Once a Toad . . . It seemed like damned near everyone made it back for the reunion. The foreign-exchange student returned from Australia. Members of the armed services came from overseas.

There was old what's-his-name who tried to commit suicide by putting a cherry bomb in his mouth. A beard covered the scar tissue.

Cheryl Lynn Caudhill Kahoun told people she'd become an aesthetician. Asked what had happened to her in the last twenty years, she replied, "In 1972 I was captured by refugees from Ken Kesey's Merry Pranksters while jogging on the beach in San Luis Obispo. I have spent the last few years in a deprogramming rehabilitation center trying to erase from my vocabulary such words as boss, groovy, bitchin', far-out, sock-it-to-me, tuff, psychedelic, mod, tune in, turn on, drop out, fab, cool."

A surprising number of the class of '68 had nothing at all to say when confronted with a written form that asked, "Remember when . . . "

Others, like cosmetologist-
homemaker Peggy Ann Drake Kurisky, recalled events in words that sounded as if you were eavesdropping on a teen-ager's conversation at Emmick's Drive-In: "A carnival came to town. Rhonda and Regina Stone, Kathy Shawver and I got on the Tilt-a-Whirl ride. Regina sat behind Rhonda and Kathy. When Rhonda got sick, it hit Gina and I in the face--YUK!!"

The night of the reunion dance, Marlene Dibble approached the microphone and read a letter from Gordon Grilz to his classmates.

" . . . I would like each of you to know that in the midst of my troubled circumstances, I have found the peace, love and joy that I was always searching for. I despaired while looking in the wrong places. The answer in my life has come from a personal relationship with Jesus Christ . . . . If you are still searching for that fulfillment in your life, I encourage you to try Jesus. So many of us didn't hesitate to try anything

else . . . ."
If there were those in the audience who were given pause by the revelation that religion had given peace of mind to a double-murderer as well as brought the class president and a shy student from the back of the bus together after twenty years, no mention of it was made to Marlene Dibble.

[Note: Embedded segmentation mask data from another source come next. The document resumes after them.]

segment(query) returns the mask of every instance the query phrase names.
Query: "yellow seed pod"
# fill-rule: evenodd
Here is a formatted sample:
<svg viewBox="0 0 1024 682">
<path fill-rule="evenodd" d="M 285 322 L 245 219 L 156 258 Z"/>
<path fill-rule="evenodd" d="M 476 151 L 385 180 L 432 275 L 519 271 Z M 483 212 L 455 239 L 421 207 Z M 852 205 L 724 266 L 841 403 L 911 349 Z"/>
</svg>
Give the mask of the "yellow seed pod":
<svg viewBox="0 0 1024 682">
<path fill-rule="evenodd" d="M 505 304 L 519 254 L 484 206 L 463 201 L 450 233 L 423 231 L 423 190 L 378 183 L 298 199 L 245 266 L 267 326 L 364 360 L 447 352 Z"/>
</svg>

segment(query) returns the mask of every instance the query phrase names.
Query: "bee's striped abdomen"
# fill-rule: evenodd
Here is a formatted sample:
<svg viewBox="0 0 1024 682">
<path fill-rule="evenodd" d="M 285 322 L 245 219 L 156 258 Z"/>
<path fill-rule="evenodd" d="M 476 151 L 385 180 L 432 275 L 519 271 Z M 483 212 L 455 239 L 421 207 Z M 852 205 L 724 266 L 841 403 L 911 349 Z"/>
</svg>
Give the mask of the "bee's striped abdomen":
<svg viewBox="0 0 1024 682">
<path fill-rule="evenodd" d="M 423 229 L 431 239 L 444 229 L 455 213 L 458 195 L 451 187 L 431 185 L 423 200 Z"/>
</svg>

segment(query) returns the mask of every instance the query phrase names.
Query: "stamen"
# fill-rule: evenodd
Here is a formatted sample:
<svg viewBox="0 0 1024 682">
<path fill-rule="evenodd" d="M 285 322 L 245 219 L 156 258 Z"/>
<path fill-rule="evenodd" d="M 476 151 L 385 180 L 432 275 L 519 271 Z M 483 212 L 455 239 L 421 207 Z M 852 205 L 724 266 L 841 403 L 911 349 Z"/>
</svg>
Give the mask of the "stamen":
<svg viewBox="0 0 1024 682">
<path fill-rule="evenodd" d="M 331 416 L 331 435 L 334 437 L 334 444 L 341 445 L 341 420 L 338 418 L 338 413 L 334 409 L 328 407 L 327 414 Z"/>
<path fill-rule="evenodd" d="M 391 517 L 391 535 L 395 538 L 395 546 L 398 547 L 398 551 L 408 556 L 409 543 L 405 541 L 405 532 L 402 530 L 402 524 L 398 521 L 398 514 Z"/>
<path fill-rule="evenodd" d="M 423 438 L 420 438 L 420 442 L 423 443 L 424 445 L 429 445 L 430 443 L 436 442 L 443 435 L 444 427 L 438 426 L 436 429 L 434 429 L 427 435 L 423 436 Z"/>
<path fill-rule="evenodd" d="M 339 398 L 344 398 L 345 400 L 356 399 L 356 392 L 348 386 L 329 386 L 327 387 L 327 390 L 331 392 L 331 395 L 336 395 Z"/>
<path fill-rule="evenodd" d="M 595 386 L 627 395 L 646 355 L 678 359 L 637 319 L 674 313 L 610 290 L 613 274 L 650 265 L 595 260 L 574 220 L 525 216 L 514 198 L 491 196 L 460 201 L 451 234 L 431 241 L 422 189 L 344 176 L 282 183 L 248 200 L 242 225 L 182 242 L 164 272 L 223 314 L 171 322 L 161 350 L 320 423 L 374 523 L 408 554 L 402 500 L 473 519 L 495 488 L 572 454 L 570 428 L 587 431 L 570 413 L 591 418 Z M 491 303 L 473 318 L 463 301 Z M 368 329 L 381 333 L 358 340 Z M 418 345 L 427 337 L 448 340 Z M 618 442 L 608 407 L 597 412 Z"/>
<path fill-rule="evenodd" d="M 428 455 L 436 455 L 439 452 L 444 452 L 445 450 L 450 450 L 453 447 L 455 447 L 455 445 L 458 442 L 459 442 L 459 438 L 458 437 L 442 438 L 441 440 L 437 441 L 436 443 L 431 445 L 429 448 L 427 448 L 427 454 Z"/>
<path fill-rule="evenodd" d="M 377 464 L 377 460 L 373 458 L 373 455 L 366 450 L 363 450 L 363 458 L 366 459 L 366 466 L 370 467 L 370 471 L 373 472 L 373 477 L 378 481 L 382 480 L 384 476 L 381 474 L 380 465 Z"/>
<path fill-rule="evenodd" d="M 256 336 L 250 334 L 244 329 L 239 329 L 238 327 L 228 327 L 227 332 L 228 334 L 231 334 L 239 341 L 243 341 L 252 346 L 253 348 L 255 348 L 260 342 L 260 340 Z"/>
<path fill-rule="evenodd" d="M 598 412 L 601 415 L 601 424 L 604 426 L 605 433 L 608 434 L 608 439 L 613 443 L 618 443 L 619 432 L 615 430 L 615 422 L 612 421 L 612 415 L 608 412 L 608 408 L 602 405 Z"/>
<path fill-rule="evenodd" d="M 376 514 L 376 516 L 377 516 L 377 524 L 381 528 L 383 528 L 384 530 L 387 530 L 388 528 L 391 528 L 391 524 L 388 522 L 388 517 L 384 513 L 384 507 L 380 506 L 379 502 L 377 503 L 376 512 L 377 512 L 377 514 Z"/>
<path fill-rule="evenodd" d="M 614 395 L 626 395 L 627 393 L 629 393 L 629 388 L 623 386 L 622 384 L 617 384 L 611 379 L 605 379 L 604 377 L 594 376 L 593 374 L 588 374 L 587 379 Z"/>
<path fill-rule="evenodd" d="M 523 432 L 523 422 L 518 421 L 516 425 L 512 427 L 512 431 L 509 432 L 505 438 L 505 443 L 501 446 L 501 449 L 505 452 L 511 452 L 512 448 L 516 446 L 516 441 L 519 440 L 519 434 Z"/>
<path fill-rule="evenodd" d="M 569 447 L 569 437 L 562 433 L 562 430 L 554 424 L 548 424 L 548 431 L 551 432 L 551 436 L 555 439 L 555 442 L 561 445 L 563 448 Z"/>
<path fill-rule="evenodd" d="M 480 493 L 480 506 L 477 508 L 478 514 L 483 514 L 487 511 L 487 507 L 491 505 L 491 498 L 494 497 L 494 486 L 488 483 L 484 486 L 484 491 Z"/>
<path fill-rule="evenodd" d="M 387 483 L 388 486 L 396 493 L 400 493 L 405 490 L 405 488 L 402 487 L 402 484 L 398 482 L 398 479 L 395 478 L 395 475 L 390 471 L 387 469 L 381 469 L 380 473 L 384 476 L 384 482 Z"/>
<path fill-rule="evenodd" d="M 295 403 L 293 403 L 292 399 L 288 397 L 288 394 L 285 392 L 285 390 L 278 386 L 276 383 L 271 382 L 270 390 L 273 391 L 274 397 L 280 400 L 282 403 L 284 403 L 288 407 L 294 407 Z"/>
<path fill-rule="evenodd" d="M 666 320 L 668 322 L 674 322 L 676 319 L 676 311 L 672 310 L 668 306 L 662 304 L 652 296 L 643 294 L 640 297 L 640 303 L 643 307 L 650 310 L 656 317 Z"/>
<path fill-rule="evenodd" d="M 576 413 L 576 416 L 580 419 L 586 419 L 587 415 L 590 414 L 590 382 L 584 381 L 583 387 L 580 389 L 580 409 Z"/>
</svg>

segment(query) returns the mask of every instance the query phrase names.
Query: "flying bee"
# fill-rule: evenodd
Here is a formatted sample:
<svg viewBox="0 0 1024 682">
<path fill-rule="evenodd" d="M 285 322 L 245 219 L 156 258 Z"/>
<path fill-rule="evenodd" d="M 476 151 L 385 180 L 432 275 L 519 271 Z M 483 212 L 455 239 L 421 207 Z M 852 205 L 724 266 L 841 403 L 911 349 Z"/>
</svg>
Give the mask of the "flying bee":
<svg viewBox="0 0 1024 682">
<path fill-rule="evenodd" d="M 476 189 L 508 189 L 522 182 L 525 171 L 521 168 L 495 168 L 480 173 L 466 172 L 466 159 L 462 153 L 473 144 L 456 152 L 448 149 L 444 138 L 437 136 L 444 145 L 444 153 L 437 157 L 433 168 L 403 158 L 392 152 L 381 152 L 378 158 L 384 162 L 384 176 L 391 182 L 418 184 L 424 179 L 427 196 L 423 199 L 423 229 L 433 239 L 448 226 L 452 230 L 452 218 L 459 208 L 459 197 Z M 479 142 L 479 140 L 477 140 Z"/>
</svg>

"I think some were frightened off by the religious overtones of his message," said Dibble. "They don't know how to handle someone who went from where he was to where he is.

"I'm sure a lot were terribly unforgiving. Unfortunately, I'm afraid I was in the minority."

Seven months after the twentieth-year reunion of the class of '68, Marlene Dibble sits with a plate of Mexican food in La Fonda recalling all of the memories. More than mere nostalgia, there is just the odd hint of deja vu. Because while it's true that the Toads are only a bit of ancient history, the Cowboys continue on as the status clique in Chandler. In fact, Marlene Dibble is just slightly concerned that her daughter Tamara Noelle, now a senior at Chandler High, is running with the Cowboys.

A month ago her daughter was busted for drinking at a boondocker with the Cowboys after school. She gave the police a phony name when questioned.

"A year ago she couldn't stand country and western music and now she's out drinking with these guys. Yeah, it's scary. You don't know if it's a passing thing or if it could lead to something else."

Although divorced from her husband for thirteen years, Dibble is still in close touch with the man because he is raising their daughter.

After the drinking incident, Marlene asked her former husband why Tammy was still out running around.

Dad responded that he'd given the girl a little extra rope because she'd been under so much pressure.

"Isn't that too bad?" observed Marlene Dibble. "Life is full of pressure. If you don't learn how to deal with pressure, you'll never grow up. Her dad, meanwhile, is down at the local bar watching the basketball game."

Marlene Dibble has forgiven Gordon Grilz. But she still isn't done with her ex-husband.